Measuring pyridinoline or deoxypyridinoline in urine does not give an accurate bone status, due to insufficient urine in patients
with renal failure. However, another biochemical marker, beta-CTX (the carboxy-terminal telopeptide of type 1 collagen), in
serum is believed to be a good indicator of the status of renal osteodystrophy.

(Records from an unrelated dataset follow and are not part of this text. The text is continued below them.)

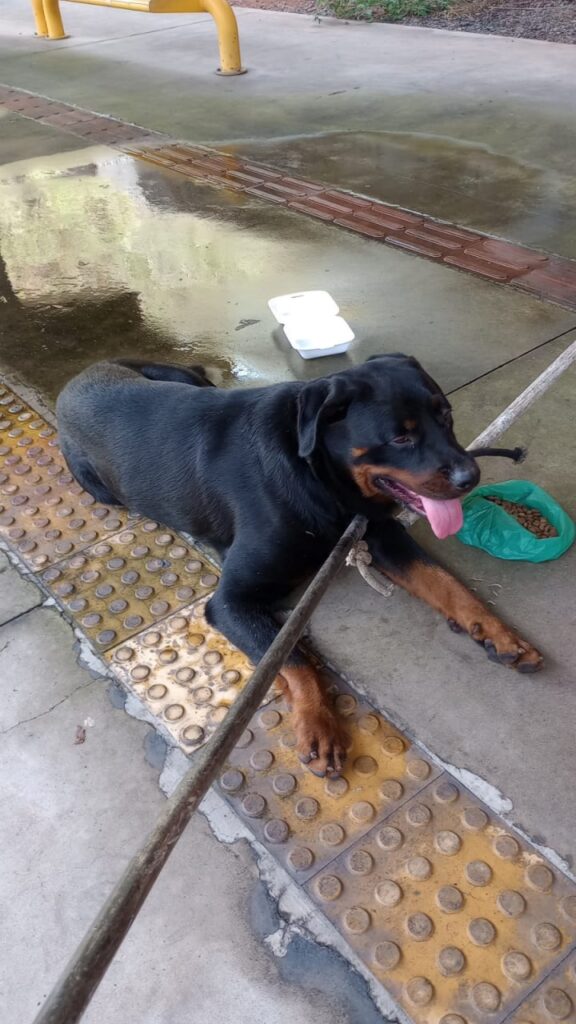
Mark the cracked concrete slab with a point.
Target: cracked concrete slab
(16, 594)
(76, 813)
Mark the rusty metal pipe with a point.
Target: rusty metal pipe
(73, 992)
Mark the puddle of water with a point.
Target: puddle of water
(117, 258)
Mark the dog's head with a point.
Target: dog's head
(389, 427)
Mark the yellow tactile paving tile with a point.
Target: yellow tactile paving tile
(44, 514)
(460, 920)
(187, 674)
(554, 999)
(454, 914)
(121, 586)
(307, 820)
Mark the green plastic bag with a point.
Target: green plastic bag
(489, 526)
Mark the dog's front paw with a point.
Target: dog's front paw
(503, 646)
(321, 739)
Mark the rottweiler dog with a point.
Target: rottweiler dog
(270, 477)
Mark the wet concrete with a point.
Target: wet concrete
(116, 258)
(24, 140)
(478, 130)
(105, 256)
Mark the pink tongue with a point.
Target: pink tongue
(445, 517)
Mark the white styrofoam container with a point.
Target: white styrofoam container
(302, 304)
(319, 336)
(312, 324)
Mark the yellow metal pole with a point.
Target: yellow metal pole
(229, 42)
(53, 19)
(39, 17)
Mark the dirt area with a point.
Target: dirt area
(551, 19)
(293, 6)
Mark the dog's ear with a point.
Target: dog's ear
(320, 401)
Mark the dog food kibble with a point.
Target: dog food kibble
(531, 519)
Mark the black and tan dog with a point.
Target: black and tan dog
(271, 477)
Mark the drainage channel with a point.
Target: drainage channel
(457, 915)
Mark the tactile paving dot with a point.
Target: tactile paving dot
(122, 585)
(44, 514)
(554, 999)
(456, 916)
(187, 674)
(309, 820)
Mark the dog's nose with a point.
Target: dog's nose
(464, 476)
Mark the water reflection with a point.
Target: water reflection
(116, 258)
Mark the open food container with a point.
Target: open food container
(312, 324)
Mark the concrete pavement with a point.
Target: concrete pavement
(103, 256)
(472, 129)
(73, 814)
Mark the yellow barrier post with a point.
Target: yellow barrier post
(49, 23)
(39, 17)
(229, 42)
(53, 19)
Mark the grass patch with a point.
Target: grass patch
(381, 10)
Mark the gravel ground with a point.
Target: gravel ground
(552, 19)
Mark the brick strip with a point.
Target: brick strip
(549, 278)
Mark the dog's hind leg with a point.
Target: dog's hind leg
(87, 477)
(195, 375)
(240, 609)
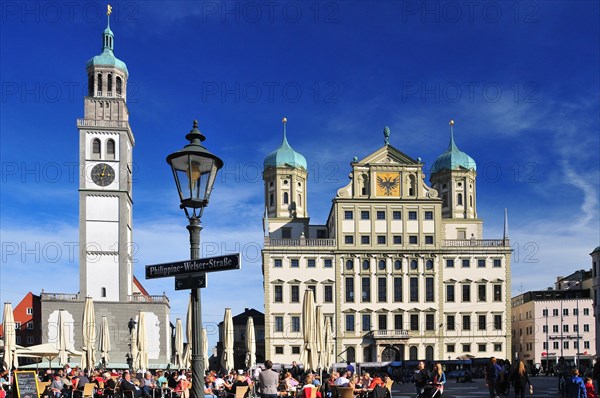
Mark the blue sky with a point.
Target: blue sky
(519, 78)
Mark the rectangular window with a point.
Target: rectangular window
(498, 294)
(382, 290)
(450, 322)
(349, 322)
(295, 324)
(295, 294)
(366, 289)
(429, 293)
(279, 324)
(350, 289)
(429, 322)
(481, 322)
(414, 321)
(466, 293)
(398, 322)
(278, 295)
(397, 289)
(481, 290)
(366, 318)
(450, 293)
(328, 294)
(466, 322)
(414, 289)
(382, 322)
(498, 322)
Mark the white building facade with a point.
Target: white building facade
(400, 267)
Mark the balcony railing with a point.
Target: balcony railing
(59, 297)
(476, 242)
(299, 242)
(139, 298)
(101, 123)
(389, 334)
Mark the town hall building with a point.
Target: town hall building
(400, 267)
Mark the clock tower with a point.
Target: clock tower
(105, 199)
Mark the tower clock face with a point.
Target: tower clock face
(103, 174)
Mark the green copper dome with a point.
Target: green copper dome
(285, 155)
(453, 158)
(107, 58)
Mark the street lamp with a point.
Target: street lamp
(195, 169)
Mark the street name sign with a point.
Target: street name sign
(209, 264)
(192, 281)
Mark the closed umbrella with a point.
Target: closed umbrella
(250, 344)
(327, 358)
(11, 359)
(308, 354)
(88, 347)
(63, 357)
(320, 337)
(187, 355)
(205, 349)
(142, 344)
(178, 357)
(104, 346)
(227, 359)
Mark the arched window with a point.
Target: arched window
(429, 353)
(366, 265)
(96, 148)
(110, 149)
(413, 353)
(397, 265)
(91, 85)
(99, 84)
(351, 354)
(119, 85)
(109, 84)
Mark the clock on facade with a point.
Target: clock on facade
(103, 174)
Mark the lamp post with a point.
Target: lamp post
(195, 169)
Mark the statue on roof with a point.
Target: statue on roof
(386, 135)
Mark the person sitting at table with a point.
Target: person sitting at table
(290, 382)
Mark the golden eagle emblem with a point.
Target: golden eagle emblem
(388, 184)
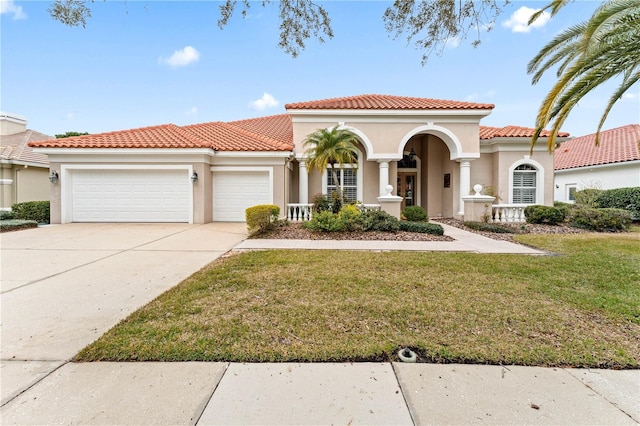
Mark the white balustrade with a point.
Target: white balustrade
(508, 213)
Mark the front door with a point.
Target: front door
(407, 188)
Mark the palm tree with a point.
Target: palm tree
(588, 54)
(331, 147)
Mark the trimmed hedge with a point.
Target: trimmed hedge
(422, 227)
(16, 225)
(489, 227)
(261, 217)
(600, 220)
(32, 210)
(621, 198)
(545, 215)
(415, 214)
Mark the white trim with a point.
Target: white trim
(66, 204)
(390, 112)
(129, 151)
(598, 166)
(539, 178)
(447, 136)
(359, 177)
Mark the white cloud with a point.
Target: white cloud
(181, 58)
(517, 22)
(266, 101)
(8, 6)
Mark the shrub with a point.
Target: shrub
(422, 227)
(325, 221)
(16, 225)
(588, 197)
(7, 215)
(601, 220)
(32, 210)
(415, 214)
(621, 198)
(261, 217)
(544, 215)
(378, 220)
(489, 227)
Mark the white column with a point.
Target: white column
(383, 168)
(303, 182)
(465, 182)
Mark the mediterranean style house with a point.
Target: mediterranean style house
(412, 151)
(614, 163)
(23, 173)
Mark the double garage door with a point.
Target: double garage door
(131, 196)
(161, 195)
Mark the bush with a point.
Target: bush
(415, 214)
(261, 217)
(422, 227)
(545, 215)
(588, 197)
(16, 224)
(601, 220)
(7, 215)
(325, 221)
(32, 210)
(378, 220)
(621, 198)
(489, 227)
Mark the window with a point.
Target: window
(347, 181)
(524, 184)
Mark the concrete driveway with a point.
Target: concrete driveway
(63, 286)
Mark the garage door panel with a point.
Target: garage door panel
(130, 196)
(235, 191)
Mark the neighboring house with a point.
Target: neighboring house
(614, 163)
(24, 174)
(431, 152)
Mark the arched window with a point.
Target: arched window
(525, 179)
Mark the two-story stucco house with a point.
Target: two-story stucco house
(416, 151)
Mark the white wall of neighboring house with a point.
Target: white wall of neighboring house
(607, 176)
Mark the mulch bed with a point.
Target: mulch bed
(295, 231)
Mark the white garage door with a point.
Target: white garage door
(234, 191)
(130, 196)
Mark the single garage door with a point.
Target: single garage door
(234, 191)
(130, 196)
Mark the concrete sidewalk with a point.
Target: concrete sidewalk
(354, 393)
(465, 241)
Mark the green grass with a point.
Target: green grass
(580, 308)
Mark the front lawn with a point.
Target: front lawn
(580, 308)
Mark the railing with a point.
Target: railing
(298, 212)
(508, 213)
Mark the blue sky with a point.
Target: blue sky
(143, 63)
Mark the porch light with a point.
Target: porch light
(412, 154)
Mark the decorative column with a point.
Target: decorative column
(303, 182)
(465, 182)
(383, 167)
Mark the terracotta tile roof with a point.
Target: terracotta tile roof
(163, 136)
(386, 102)
(228, 137)
(276, 127)
(616, 146)
(15, 148)
(487, 132)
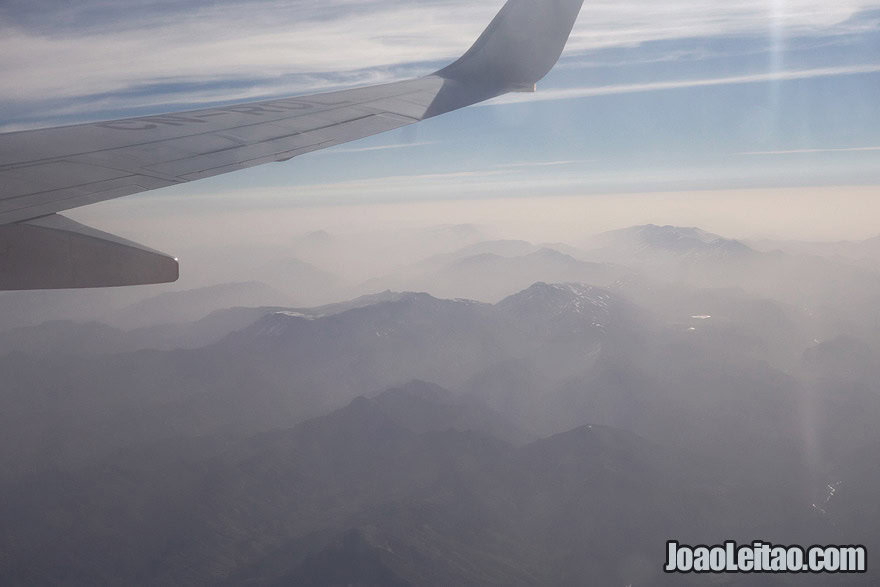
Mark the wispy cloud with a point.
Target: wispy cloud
(52, 50)
(585, 92)
(808, 151)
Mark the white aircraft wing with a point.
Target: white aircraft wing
(46, 171)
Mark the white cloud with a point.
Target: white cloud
(808, 151)
(585, 92)
(267, 40)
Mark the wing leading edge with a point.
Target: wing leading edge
(46, 171)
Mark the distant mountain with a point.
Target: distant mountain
(355, 497)
(490, 271)
(192, 305)
(650, 239)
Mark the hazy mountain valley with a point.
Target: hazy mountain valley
(445, 408)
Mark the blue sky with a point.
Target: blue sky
(681, 95)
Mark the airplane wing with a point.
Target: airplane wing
(46, 171)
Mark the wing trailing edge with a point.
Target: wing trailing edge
(46, 171)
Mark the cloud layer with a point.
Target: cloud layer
(156, 51)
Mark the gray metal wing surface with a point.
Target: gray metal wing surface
(46, 171)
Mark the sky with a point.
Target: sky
(680, 97)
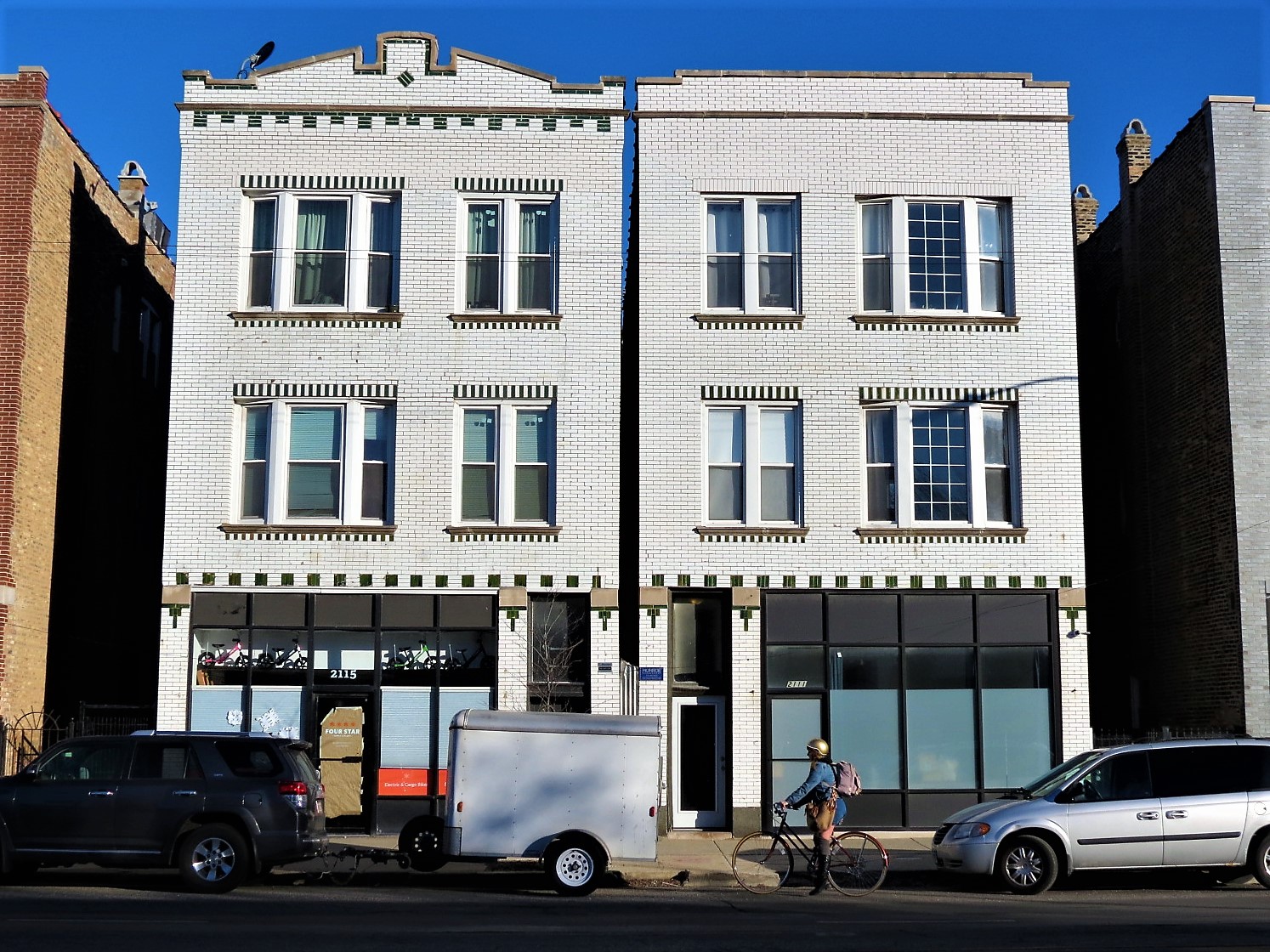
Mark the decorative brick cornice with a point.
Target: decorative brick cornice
(927, 536)
(1004, 395)
(373, 391)
(748, 393)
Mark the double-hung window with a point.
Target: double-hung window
(509, 255)
(309, 462)
(940, 463)
(753, 465)
(935, 255)
(507, 463)
(318, 252)
(751, 254)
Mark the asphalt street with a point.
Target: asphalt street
(470, 908)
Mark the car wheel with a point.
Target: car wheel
(1259, 859)
(1026, 866)
(575, 866)
(213, 858)
(421, 841)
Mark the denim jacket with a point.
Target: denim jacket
(820, 776)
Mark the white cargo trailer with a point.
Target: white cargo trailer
(577, 790)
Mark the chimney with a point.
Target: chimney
(1085, 213)
(133, 187)
(1134, 151)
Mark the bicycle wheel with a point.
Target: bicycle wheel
(763, 862)
(858, 864)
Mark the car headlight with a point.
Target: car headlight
(969, 830)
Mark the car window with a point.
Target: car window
(1200, 771)
(85, 761)
(1121, 777)
(165, 761)
(248, 758)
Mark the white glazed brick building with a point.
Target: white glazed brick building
(395, 393)
(859, 457)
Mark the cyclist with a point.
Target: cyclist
(819, 795)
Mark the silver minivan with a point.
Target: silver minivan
(1171, 804)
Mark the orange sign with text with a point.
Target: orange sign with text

Methods: Fifty-nine patients undergoing hemodialysis agreed to have their blood and BMD checked. Beta-CTX was measured
using an electro-chemiluminescence sandwich immunoassay and BMD was counted at the lumbar spine, femoral neck, and distal
humerus using a Discovery-Wi (Hologic).
Results: Bone-alkaline phosphatase (49.8±36.7 U/L), parathormone (PTH) (192.8±263.3 U/L), osteocalcin (33.4±18.2 ng/mL),
and beta-CTX (2.1±1.2 ng/mL) were all increased, while the average BMD of the lumbar spine (0.86±0.17), femoral neck,
(0.67±0.14) and distal humerus (0.67 ± 0.17) were all decreased. The BMD of the femoral neck in females was significantly lower
than in males (p=0.044). The serum phosphate and PTH concentrations in non-diabetics were significantly higher than in diabetics
(p=0.001, p=0.04, respectively). The measured serum osteocalcin and beta-CTX concentrations in patients older than 40 years were
much lower than in patients younger than 40 (p=0.009, p=0.01, respectively). Beta-CTX was strongly correlated with bone-alkaline
phosphatase (r=0.625, p=0.00), osteocalcin (r=0.698, p=0.00), and PTH (r=0.648, p=0.00).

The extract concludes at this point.